Heads Up, Ears Down

This blog accurately identifies depictions of violence and cruelty toward animals in films. The purpose is to provide viewers with a reliable guide so that such depictions do not come as unwelcome surprises. Films will be accurately notated, providing a time cue for each incident along with a concise description of the scene and perhaps relevant context surrounding the incident. In order to serve as a useful reference tool, films having no depictions of violence to animals will be included, with an indication that there are no such scenes. This is confirmation that the films have been watched with the stated purpose in mind.

Note that the word depictions figures prominently in the objective. It is a travesty that discussions about cruelty in film usually are derailed by the largely unrelated assertion that no animals really were hurt (true only in some films, dependent upon many factors), and that all this concern is just over a simulation. Not the point, whether true or false. We do not smugly dismiss depictions of five-year-olds being raped because those scenes are only simulations. No, we are appalled that such images are even staged, and we are appropriately horrified that the notion now has been planted into the minds of the weak and cruel.

Depictions of violence or harm to animals are assessed in keeping with our dominant culture, with physical abuse, harmful neglect, and similar mistreatment serving as a base line. This blog does not address extended issues of animal welfare, and as such does not identify scenes of people eating meat or mules pulling plows.
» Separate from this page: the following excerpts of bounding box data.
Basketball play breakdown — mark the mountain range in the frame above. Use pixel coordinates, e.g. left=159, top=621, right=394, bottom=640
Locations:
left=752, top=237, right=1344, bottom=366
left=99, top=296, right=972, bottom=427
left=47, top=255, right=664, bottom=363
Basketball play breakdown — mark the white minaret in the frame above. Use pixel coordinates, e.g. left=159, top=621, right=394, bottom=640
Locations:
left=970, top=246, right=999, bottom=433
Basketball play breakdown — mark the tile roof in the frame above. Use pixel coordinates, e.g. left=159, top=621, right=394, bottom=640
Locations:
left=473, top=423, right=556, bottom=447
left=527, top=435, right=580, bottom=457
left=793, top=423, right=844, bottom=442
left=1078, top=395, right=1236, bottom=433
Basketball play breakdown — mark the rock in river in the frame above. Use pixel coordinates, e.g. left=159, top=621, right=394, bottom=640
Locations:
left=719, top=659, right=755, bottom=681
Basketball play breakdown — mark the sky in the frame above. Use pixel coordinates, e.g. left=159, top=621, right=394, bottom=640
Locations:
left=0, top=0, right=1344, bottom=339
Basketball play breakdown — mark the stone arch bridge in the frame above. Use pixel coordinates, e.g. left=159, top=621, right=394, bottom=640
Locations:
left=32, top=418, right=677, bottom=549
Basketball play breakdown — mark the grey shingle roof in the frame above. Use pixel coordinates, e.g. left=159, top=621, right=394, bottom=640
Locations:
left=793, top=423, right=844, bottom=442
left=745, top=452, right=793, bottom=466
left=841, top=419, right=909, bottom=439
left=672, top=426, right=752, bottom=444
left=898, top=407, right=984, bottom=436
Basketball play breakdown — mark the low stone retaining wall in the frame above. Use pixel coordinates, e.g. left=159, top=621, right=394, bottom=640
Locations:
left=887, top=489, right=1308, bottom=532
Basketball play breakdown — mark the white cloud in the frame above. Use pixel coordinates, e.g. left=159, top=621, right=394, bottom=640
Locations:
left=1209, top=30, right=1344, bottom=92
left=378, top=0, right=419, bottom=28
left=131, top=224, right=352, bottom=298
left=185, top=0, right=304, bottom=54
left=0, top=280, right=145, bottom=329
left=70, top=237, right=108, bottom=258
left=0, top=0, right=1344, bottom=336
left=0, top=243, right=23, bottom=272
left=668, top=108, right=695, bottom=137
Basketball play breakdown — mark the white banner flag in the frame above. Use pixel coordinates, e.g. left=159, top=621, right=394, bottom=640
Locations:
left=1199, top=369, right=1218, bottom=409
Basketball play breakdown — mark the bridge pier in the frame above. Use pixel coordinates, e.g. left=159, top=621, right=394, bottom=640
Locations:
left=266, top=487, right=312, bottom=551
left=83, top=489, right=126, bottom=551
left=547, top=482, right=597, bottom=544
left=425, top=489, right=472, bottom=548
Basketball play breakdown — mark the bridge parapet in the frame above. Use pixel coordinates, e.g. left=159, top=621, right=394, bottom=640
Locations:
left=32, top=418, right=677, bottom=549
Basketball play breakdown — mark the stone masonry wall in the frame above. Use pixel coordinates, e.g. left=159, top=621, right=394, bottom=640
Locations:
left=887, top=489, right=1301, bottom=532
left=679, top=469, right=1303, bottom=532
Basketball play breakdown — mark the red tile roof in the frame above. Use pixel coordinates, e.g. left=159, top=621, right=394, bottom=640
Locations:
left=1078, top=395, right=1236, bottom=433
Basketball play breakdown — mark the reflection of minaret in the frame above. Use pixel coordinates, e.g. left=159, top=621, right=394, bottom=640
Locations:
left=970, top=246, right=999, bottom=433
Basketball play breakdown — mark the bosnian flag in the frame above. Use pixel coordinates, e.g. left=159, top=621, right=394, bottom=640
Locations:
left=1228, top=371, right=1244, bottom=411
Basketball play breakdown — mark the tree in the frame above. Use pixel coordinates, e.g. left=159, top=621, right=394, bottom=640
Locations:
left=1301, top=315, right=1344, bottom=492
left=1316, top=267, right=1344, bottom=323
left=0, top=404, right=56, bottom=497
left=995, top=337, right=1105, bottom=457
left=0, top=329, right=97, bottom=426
The goal is to itemize images that might cause a disturbance in a compassionate household.

These notes provide a heads-up but do not necessarily discourage watching a film because of depicted cruelty. Consuming a piece of art does not make you a supporter of the ideas presented. Your ethical self is created by your public rhetoric and your private actions, not by your willingness to sit through a filmed act of violence.


Carnage. Roman Polanski, 2011.
Edition screened: Sony Blu-ray, released 2012. English language. Runtime approximately 80 minutes.

Summary: Recurring discussion of abandoning a hamster.

John C. Reilly’s character recounts several times how he released the pet hamster outside their apartment building. This action is generally condemned by the other characters. The final scene shows the hamster sitting in the grassy park, content and safe. 

I am fed up with this exact inexcusable thing, this overused, dull-witted contrivance in story-telling. The comedic plot of Carnage is not about the hamster, but about a conflict between two couples which escalates into uninhibited expression of juvenile behavior. The writer concludes the movie with a shot of the hamster safely sitting in the park, thus putting a happy ending on the debacle and relieving tension about the fate of the animal. This is a huge problem in both our news and entertainment media because the hamster will not be fine. It will be ripped apart by a dog, or hit by a car, or bludgeoned to death by morons.

Stop teaching the lie that domestic animals will be ok on their own. The bunny you got for Easter cannot survive on grass, and she either starved to death or was killed by a fox or dog. The puppy your father ditched somewhere was not taken in by some nice lady. It died alone and afraid, or worse.

Our sub-genre of the entertainment industry called The News Media wallows in similar detrimental irresponsibility. Time and again we hear the story of the dog that walked 1,500 miles to get back home; the cat that was locked in an abandoned apartment for a week until found by a real estate agent; a cruel or neglectful act that sent some mangled animal to the hospital, then the legless deformed creature returns ‘to his family.’ Always, the anchor ends the story with a sappy smile and we’re supposed to be happy. I am not happy that the 1% fluke survival rate gets 100% of the attention. I am not happy that a national population raised to intentionally betray and abuse animals who depend on us for their lives is rewarded with happy endings and big smiles that the little critters are ok in the end. Knock it off.